書店で買う時のポップをみると、「アマゾンCEOのジョフ・ベゾスは、
幹部候補には全員に読ませている」との事です。
それだけの価値がある本かもしれません。
本書はイノベーションのジレンマの続編的位置づけです。
実は私、イノベーションのジレンマは概要こそ知っているものの、じっくり読んではいませんでした。しかし、この本を読むと、イノベーションのジレンマでどういうことが書かれていたか、その核心がつかめるように思います。
前作の「イノベーションのジレンマ」で、なぜ日々努力を積み重ねる優良な企業が、破壊的イノベーションを前に衰退してしまうのかという現象について書かれた本でした。
それに対し本書では、それではその「日々努力を積み重ねる優良な企業」が破壊的イノベーションを前にしても生き残っていくにはどうしたらよいのか。その「解」について書かれた本です。
全10章で構成されている本書では、その現象の説明から実際に企業にとって重要なオペレーションまで、経営に必要なエッセンスが豊富な事例と共にかなり具体的に書かれています。
(逆に経営に関心がない方には、つまらない内容でしょう。)
イノベーションの解として、一つ核心的に伝えられているのは、破壊的イノベーションに対して企業が取り組むべき事は、破壊的イノベーションを作り出す(又は流れに乗る)ためのプロセスを自社内に持つ重要性を伝えています。
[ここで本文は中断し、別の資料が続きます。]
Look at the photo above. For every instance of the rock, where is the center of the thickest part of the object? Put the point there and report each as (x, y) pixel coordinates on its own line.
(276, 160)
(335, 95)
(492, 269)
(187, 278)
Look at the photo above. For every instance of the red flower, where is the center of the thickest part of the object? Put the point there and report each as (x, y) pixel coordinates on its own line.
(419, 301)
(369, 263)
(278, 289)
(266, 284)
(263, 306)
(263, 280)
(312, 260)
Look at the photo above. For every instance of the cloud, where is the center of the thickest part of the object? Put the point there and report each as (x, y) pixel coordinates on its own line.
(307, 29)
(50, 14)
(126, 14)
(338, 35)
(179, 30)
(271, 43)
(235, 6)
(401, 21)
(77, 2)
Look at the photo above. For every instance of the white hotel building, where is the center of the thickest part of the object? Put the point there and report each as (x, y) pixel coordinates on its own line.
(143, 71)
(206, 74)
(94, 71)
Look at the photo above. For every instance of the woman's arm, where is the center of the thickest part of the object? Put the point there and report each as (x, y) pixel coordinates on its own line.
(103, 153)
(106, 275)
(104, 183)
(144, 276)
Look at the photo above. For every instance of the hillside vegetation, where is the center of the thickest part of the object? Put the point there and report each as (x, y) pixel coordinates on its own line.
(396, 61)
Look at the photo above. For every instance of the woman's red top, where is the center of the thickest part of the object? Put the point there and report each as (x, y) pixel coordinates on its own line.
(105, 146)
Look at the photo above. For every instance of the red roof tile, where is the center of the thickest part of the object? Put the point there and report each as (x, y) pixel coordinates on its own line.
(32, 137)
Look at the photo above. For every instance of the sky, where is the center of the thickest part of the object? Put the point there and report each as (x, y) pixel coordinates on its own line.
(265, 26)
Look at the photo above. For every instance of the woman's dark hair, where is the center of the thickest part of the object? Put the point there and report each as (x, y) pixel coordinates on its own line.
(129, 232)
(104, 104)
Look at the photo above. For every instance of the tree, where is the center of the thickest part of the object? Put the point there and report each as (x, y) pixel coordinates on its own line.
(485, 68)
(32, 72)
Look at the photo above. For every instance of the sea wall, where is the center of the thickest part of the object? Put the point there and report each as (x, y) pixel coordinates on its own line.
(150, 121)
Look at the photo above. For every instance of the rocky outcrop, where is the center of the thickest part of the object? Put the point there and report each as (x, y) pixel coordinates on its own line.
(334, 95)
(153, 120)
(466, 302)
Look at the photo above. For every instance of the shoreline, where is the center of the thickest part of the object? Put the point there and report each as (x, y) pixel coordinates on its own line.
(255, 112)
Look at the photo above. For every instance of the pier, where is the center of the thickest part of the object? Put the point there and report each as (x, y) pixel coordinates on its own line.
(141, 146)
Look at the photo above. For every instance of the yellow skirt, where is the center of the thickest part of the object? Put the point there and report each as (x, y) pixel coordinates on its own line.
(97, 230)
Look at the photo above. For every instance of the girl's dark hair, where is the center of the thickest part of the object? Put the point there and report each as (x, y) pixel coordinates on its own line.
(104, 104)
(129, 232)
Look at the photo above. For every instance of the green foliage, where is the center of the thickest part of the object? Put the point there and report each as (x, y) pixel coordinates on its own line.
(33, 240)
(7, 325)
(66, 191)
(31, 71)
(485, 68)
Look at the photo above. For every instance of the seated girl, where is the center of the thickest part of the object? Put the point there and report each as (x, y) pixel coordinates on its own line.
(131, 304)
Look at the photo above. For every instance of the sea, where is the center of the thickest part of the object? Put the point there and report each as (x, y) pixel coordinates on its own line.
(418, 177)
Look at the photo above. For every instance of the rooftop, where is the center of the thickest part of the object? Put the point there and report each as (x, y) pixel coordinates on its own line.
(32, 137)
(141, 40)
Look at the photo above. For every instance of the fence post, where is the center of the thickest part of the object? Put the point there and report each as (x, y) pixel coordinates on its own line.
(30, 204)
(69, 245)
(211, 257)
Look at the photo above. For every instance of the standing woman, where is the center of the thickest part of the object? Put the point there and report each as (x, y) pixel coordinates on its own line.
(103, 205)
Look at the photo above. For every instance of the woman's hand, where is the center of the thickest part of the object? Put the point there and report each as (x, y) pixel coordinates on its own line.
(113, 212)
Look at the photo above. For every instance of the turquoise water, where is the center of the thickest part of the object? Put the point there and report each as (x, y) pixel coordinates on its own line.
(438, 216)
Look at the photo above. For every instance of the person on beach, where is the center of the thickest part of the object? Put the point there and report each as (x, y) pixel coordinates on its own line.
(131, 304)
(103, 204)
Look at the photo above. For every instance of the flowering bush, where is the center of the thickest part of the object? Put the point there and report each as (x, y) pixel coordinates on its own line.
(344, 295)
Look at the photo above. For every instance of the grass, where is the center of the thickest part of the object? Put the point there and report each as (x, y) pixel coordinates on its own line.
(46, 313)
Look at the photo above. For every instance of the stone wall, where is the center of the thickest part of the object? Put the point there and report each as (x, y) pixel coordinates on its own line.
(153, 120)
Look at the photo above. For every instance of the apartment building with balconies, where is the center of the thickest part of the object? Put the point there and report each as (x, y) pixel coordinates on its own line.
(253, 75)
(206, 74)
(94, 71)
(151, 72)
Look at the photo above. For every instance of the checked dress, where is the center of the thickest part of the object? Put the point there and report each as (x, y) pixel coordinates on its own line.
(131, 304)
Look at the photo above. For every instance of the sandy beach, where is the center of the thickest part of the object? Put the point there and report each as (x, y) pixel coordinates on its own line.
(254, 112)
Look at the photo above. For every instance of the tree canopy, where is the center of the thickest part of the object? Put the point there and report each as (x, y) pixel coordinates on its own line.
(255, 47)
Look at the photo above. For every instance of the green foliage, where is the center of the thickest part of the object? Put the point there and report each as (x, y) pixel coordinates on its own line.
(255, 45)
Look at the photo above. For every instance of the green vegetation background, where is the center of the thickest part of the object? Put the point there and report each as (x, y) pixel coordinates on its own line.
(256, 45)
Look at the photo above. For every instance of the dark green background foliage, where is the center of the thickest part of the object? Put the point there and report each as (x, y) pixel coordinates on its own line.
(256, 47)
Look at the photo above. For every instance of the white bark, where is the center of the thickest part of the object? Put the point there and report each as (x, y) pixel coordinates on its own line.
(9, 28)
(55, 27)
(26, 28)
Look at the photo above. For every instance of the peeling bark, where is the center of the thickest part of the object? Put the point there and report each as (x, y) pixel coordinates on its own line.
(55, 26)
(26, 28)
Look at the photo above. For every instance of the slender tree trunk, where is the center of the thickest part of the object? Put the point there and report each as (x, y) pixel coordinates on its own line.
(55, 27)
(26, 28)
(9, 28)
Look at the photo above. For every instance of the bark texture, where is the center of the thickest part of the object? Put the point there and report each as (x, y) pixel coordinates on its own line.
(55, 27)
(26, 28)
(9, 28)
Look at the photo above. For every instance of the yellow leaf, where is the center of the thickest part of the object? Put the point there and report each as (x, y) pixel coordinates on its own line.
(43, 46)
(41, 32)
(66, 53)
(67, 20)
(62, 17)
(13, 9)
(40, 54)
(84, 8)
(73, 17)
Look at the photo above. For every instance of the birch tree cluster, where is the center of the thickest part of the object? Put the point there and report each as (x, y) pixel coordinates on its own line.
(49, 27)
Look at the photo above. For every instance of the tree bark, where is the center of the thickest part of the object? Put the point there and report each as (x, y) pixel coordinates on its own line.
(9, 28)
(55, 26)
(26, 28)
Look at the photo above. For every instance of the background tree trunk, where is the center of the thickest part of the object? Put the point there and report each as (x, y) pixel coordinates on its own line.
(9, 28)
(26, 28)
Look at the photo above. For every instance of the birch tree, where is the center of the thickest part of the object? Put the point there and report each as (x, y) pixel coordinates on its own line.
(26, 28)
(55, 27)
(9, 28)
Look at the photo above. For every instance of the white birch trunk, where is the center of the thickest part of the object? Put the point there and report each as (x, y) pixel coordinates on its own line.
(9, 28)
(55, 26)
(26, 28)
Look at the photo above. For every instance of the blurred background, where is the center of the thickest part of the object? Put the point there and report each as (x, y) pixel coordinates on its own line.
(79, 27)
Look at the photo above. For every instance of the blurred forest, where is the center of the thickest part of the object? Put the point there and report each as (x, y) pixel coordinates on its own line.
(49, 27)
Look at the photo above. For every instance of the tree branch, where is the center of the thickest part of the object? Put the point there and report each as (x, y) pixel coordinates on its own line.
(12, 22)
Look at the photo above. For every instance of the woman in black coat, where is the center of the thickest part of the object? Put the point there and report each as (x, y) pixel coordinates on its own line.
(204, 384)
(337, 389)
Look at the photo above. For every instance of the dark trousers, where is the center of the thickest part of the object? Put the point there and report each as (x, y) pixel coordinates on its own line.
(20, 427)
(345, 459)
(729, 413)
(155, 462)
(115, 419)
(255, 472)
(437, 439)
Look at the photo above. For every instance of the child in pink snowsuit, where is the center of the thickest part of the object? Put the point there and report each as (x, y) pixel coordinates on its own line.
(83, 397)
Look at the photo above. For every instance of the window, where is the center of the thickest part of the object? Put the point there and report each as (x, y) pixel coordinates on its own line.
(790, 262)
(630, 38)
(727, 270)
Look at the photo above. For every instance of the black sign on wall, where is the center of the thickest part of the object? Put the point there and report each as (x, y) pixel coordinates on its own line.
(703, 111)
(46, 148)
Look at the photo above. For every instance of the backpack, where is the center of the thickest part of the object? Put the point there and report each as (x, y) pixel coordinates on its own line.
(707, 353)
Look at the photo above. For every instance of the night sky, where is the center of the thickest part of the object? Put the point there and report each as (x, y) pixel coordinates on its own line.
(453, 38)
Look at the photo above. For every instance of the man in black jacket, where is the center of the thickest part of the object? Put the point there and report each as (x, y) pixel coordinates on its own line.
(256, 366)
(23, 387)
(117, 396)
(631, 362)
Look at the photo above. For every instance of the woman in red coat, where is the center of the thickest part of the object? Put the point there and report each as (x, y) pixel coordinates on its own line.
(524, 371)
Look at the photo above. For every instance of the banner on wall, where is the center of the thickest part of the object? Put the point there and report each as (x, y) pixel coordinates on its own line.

そして、そのプロセスは既存の会社の意思決定とは独立したものでなくてはならないと。
これは、企業がその体制を作るのは、かなり難しいことだと読みながら思いました。
なぜならば、一度破壊的イノベーションで成功した企業は、そのリスクを避けるような保守的な体制に移るのは心情として当然のように思います。
やっぱり(いつも例えに出されてかわいそうですが・・・)ソニーなどがその事例の象徴としてイメージが浮かびます。
最後にまとめますが、この本はMOTでもキーワードになる「イノベーション」に対する研究の集大成になっているように思います。
経営に携わっている人、携わりたい人。必読の一冊です。